Kick It Out's chief executive Tony Burnett said it was now vital he was given the correct support.
"The bravery Jake has shown today will hopefully go some way to showing that men's football is becoming an environment in which LGBTQ+ people feel welcome and comfortable to be their authentic selves," Burnett said.
"We now have a renewed responsibility to him and the LGBTQ+ community at large to work with all clubs and stakeholders to ensure that he receives the right support now, and that the infrastructure is in place to ensure that he can continue on his footballing journey like any other 17-year-old.
"This is a big story, and an historic day in English football, but we need to remember that there is a young man at the heart of it. A young man who should not have to be defined by this one moment, or this one part of his identity.
"We wish Jake a long and successful career in football. He has our full and unwavering support."
Liz Ward, the director of programmes at LGBTQ+ rights charity Stonewall, added: "Football is ready for this moment, and we believe it has been for some time.
"Our Rainbow Laces campaign has taught us that, while there is still a way to go, attitudes towards LGBTQ+ people in sport are changing.
"We are moving towards a world where players can live openly as their true selves, both on and off pitch - and that is something we can all take pride in.
"Stonewall is proud to provide ongoing support to Jake, his close network and Blackpool FC to navigate the challenges of coming out in the public eye. This is an opportunity for everyone involved in football - from the players to the fans in the stands - to support Jake and show that football is everybody's game."

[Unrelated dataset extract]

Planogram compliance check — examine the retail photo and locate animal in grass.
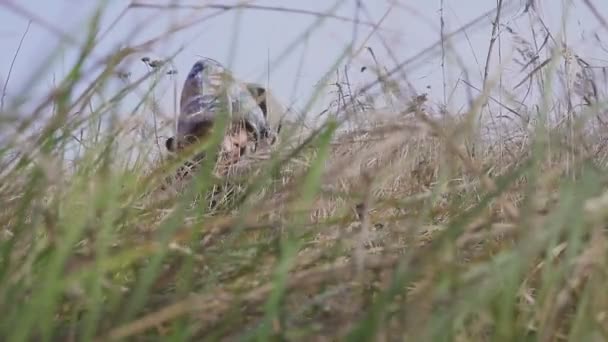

Former Aston Villa midfielder Thomas Hitzlsperger, who came out as gay shortly after his retirement, wished Daniels a wonderful career and said he was glad to see he had the support of his club and Stonewall to make the announcement possible.
The Football Association said Daniels was "an inspiration to us all" and added: "We fully support your decision to be open about this part of yourself. Football is a game for all, with diversity at its heart, and this is a hugely positive step as we strive to build an inclusive game that we can all be proud of.
"We are with you and we hope your story will help to give people across the game the strength and encouragement to be their true self."
Blackpool are currently competing in the Championship, the second tier of English football.
Homophobia is common in the stands at some British football clubs, and critics have often noted the absence of openly gay players, which they say is not because they don’t exist, but because they are afraid of the response if they come out.
Although he was praised for his bravery in being the first prominent British player to come out in 1990, Justin Fashanu was often the subject of crowd abuse. He took his own life in 1998 following an accusation of sexual assault in the US by a 17-year-old boy, which he denied.